Не минул и меня удел поэта, исследователя мира и души. Поскольку то, что виделось мне явным и понятным в моем романе Love International[1] 2021-го, вдруг обнаружилось, читателю таким не обязательно и кажется. А то, что из разряда как раз изящного намека или же умолчания для меня, наоборот, кричит почему-то и, главное, как-то не так у всех других. И я решил вернуться к тексту. В результате в нем не только появились тут и там стихи и песни, но еще и новая глава. Хорошая, большая. Настоящая. И девушка, до того лишь определявшая и направлявшая судьбы и жизни двух главных персонажей, сама стала третьим главным героем. Но, что важнее, связала все и всех. Огнем и страстью.
В общем, я думаю, Лев Николаевич бы одобрил. Надеюсь и вы, вы тоже, верные и неизменные мои читатели. Тем более, что сама глава перед вам. А новый вариант романа в процессе подготовки к публикации.
Впервые в жизни, среди своих, на митинге Сашу Кляйнкинд тошнило… среди флажков и ленточек, среди прекрасных лиц и слов, на свежем воздухе… в организме девушки накапливались… зрели и поднимались рвотные массы…
Прямо перед Сашей, на расстоянии всего лишь вытянутой руки, ленивого плевка, вполсилы… бабка… в очках… в чудовищных очках с толстыми, жирными, сально блестящими на солнышке стеклами выкусывала из мяса живого, парного, еще теплого чебурека красно-желтые икринки… кусочки тыквы…
– Это очень, очень полезно… – при этом она еще мораль читала, когда не губами лезла в дрожащее, слово у рыбы, от носа до хвоста распоротое чрево желтого чебурека, а пальцами… с ногтями цвета мерзких… сиреневых… педагогических чернил…
– Как ты не понимаешь, Гриша, это же витамины… это же железо, магний, фосфор, кальций, калий… самое ценное… а мясо… что мясо… пустой белок… к тому же в данном случае полностью уже денатурированный…
Между тем, мальчик у шелестящей, волнующейся юбки бабки… маленький… лет шести, наверное, или пяти, с лицом, потухшим от неизбывной безысходности… с привычной… тупой тоской смотревший в небо, хотел именно этого самого… пустого и денатурированного… мяса…
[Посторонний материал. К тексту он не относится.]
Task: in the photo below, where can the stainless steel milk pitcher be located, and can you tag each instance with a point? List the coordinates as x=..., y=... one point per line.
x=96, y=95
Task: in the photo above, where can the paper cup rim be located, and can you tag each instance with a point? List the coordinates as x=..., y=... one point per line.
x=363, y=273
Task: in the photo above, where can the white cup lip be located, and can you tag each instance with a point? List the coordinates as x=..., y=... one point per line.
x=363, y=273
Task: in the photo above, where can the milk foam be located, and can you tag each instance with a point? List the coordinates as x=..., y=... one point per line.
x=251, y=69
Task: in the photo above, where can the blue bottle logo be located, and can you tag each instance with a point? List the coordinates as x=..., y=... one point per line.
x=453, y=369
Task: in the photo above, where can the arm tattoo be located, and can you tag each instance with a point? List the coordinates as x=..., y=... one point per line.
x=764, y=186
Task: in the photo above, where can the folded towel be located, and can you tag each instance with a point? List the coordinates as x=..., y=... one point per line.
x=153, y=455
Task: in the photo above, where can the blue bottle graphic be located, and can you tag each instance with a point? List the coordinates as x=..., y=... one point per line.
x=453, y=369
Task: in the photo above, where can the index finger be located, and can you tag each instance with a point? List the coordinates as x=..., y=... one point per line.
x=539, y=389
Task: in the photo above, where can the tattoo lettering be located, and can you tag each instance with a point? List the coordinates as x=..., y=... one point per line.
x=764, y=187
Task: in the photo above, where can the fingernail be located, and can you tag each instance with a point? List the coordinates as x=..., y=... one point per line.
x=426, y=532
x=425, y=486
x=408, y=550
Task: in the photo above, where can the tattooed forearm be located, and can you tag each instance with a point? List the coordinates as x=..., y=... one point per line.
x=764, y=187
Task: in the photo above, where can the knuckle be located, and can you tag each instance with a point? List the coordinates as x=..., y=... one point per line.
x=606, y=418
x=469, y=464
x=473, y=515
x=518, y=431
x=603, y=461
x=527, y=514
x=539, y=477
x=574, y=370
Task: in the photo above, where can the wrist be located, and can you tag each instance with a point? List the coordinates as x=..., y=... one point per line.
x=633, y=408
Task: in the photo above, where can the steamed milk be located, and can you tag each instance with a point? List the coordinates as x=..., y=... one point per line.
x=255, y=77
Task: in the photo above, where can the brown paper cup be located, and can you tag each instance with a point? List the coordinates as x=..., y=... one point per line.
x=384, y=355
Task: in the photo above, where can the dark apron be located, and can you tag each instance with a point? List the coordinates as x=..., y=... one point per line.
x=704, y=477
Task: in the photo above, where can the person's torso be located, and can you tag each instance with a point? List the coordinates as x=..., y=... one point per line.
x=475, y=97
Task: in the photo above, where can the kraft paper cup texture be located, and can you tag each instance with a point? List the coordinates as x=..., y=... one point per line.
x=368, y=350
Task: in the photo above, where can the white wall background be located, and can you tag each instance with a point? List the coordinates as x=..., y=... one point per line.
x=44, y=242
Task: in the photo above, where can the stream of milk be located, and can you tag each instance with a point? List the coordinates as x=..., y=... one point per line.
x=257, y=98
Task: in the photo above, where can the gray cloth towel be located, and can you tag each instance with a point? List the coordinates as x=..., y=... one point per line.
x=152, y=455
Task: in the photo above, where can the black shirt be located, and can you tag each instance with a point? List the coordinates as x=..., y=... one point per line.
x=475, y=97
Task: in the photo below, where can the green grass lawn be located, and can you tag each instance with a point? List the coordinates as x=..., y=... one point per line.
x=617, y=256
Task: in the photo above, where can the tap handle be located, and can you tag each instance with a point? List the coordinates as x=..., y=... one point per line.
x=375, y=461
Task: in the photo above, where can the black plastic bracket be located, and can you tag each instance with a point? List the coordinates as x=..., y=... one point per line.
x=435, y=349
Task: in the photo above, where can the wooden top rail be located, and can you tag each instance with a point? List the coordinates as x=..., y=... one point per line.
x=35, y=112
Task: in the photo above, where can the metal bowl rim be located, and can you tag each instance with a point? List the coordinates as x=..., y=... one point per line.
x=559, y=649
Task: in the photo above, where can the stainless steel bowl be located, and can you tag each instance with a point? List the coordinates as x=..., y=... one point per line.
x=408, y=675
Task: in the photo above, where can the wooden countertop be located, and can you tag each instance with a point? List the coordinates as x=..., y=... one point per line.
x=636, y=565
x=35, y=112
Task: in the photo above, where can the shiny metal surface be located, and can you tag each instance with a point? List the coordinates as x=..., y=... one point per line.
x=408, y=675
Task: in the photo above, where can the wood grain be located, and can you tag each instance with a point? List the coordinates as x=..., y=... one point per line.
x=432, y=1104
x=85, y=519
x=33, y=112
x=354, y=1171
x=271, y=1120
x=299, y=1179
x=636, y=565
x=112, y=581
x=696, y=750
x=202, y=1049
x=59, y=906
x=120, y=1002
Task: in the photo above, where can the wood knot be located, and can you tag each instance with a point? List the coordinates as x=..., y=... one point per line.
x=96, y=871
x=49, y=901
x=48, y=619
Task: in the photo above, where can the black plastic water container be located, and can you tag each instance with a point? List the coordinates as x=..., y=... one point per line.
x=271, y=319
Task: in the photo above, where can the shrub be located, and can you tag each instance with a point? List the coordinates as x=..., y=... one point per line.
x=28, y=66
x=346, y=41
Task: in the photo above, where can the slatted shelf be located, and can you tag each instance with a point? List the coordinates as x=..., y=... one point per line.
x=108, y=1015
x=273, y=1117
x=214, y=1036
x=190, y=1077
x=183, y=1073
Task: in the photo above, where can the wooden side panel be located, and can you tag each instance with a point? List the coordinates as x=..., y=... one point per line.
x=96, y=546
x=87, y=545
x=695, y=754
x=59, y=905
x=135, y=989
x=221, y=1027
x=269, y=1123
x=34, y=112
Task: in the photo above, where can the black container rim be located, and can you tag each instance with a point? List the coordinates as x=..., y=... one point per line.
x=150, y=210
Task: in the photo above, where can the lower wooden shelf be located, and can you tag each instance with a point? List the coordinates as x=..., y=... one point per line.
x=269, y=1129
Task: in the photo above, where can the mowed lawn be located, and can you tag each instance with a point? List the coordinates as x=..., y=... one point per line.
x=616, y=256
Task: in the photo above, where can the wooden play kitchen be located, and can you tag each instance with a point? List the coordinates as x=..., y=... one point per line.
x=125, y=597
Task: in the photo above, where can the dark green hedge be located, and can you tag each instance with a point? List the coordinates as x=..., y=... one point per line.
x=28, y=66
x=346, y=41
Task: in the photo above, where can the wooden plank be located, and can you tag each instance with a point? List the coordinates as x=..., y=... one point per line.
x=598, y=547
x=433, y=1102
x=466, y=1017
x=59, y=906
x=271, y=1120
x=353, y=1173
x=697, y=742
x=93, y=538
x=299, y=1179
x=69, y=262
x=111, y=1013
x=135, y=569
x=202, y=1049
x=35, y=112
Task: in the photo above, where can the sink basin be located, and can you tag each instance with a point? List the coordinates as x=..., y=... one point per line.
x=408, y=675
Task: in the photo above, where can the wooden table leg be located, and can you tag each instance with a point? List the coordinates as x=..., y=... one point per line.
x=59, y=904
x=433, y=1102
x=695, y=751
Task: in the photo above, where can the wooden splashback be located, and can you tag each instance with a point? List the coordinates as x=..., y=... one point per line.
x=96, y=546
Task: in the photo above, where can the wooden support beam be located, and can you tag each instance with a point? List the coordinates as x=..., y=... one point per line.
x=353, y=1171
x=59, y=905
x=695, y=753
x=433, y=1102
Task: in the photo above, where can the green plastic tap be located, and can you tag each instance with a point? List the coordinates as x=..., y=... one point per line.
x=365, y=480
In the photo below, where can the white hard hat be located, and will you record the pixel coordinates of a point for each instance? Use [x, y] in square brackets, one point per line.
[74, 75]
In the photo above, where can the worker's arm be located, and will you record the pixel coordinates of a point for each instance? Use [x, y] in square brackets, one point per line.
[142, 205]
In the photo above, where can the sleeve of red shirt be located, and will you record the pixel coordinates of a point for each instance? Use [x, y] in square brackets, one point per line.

– Бабушка, – повторял он с обреченным видом, с видом давно убитого и похороненного – Бабушка… не покупай, пожалуйста, больше узбекских… которые с железом… покупай, пожалуйста, только московские…которые с белком… пожалуйста, не покупай больше с железом…
– Но это же настоящие… – долдонила свое зануда с глазами, плавающими в жидком стеке толстенных линз, – узбекские настоящие… а московские ненастоящие… а эти настоящие… и очень полезные для пищеварения…
– Я не хочу полезные… я не хочу с красными червячками… я хочу вредные без червячков…
– Я сейчас всех червячков уберу… уже не осталось…– сдаваться и не собиралась клуня в самошитом платье и самовязанной летней шали-неводе… крупноячеистой… настырная, диктующая, требующая… вся правота и ясность… какого-нибудь нии…гипро- и гидро-маша… зубами, пальцами, и даже, казалось, носом, продолжавшая орудовать в безжалостно раскрытой миру требухе, чудовищные ее очки с перископическими, танковыми линзами ныряли и выныривали из слегка еще дымящейся утробы чебурека и от этого казались еще крупнее, жирнее и маслянистее.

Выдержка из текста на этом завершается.